The formulation should be improved since it's not $f(n)\in\{0,1\}$ which is the essence, but the property that $f(n)$ is one for odd $n$. It is also useful to clearly state what it means that $f\not\in o(g)$.

For example:

We show $f\not\in o(g)$. This means according to the definition of $o(g)$: \begin{align*} f\not \in o(g)&\iff \neg\left(\forall \alpha > 0 \, \exists n_0 \in\mathbb{N} \, \forall n \geq n_0 : 0 \leq f(n) \leq \alpha g(n)\right)\\ &\iff \exists\alpha>0\,\forall n_0\in\mathbb{N}\,\exists n\geq n_0: f(n)>\alpha g(n) \end{align*} We take $\alpha=\frac{1}{2}$ and for given $n_0\in\mathbb{N}$ we take $n=2n_0+1$: from which \begin{align*} f(n)=f(2n_0+1)=1>\frac{1}{2}=\alpha g(n) \end{align*} follows, showing that $f\not\in o(g)$.

Here we also use specific settings for $\alpha$ and $n$ which is easier to follow than the arguments with the not existing $\beta>0$ above.

Second part: $o(g)\subseteq \mathcal{O}(g) \setminus \Theta(g)$

The second part is essentially correct. It could be somewhat more clearly structured to enhance readability.

The statement Let's assume $f\in\Theta(g)$ starts an indirect argument. It might be easier to follow by explicitly stating it and again argue based upon the definition.

For example:

We assume indirectly $f\in\Theta(g)$. Since we already know that $f\in\mathcal{O}(g)$ we have to show $f\in\Omega(g)$. This means per definition \begin{align*} f\in \Omega(g)&\iff\exists n_0\in\mathbb{N}\,\exists\beta>0\,\forall n\geq n_0: 0\leq \beta g(n)\leq f(n)\tag{2} \end{align*} on the other hand since $f\in o(g)$ we know that \begin{align*} f\in o(g)&\iff \forall \alpha>0\, \exists\tilde{n}_0\in\mathbb{N}\,0\leq f(n)\leq \alpha g(n)\tag{3} \end{align*} Since we know from (2) there is a $\beta>0$ fulfilling (2) we can take in (3) $\alpha=\frac{\beta}{2}$ which implies \begin{align*} 0\leq f(n)\leq \frac{\beta}{2} g(n)\leq\frac{1}{2} f(n)\qquad\forall n\geq \max\{n_0,\tilde{n}_0\} \end{align*} This implies $f\equiv 0\equiv g$ for all $n\geq \max\{n_0,\tilde{n}_0\}$ showing the contradiction since per definition $g(n)\not =0$ for infinitely many $n$, which proofs the claim.
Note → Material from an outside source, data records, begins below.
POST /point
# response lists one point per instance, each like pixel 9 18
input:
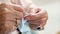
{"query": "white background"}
pixel 53 9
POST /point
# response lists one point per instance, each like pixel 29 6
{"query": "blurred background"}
pixel 53 9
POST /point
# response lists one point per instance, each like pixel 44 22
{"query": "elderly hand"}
pixel 37 18
pixel 10 17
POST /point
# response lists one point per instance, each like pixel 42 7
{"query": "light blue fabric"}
pixel 24 28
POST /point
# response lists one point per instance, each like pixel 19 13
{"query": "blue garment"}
pixel 24 28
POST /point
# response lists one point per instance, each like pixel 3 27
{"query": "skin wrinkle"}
pixel 9 18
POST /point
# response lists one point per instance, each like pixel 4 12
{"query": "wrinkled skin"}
pixel 9 15
pixel 37 18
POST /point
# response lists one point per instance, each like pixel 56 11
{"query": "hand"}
pixel 39 18
pixel 9 17
pixel 36 13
Third part: $f \in o(g) \implies g \notin o(f)$

The proof is correct. From my point of view explicit settings of variables for $\alpha ,\tilde{\alpha}$ enhances readability. The last paragraph could be formulated

We choose $\alpha = 1, \tilde{\alpha} = 0.5$ to obtain $$ 0 \leq f(n) \leq g(n) \leq 0.5 f(n) $$ arriving at a contradiction for $n$ with $f(n)\neq 0$. This is the case for infinitely $n\in\mathbb{N}$ according to the definition of $g$.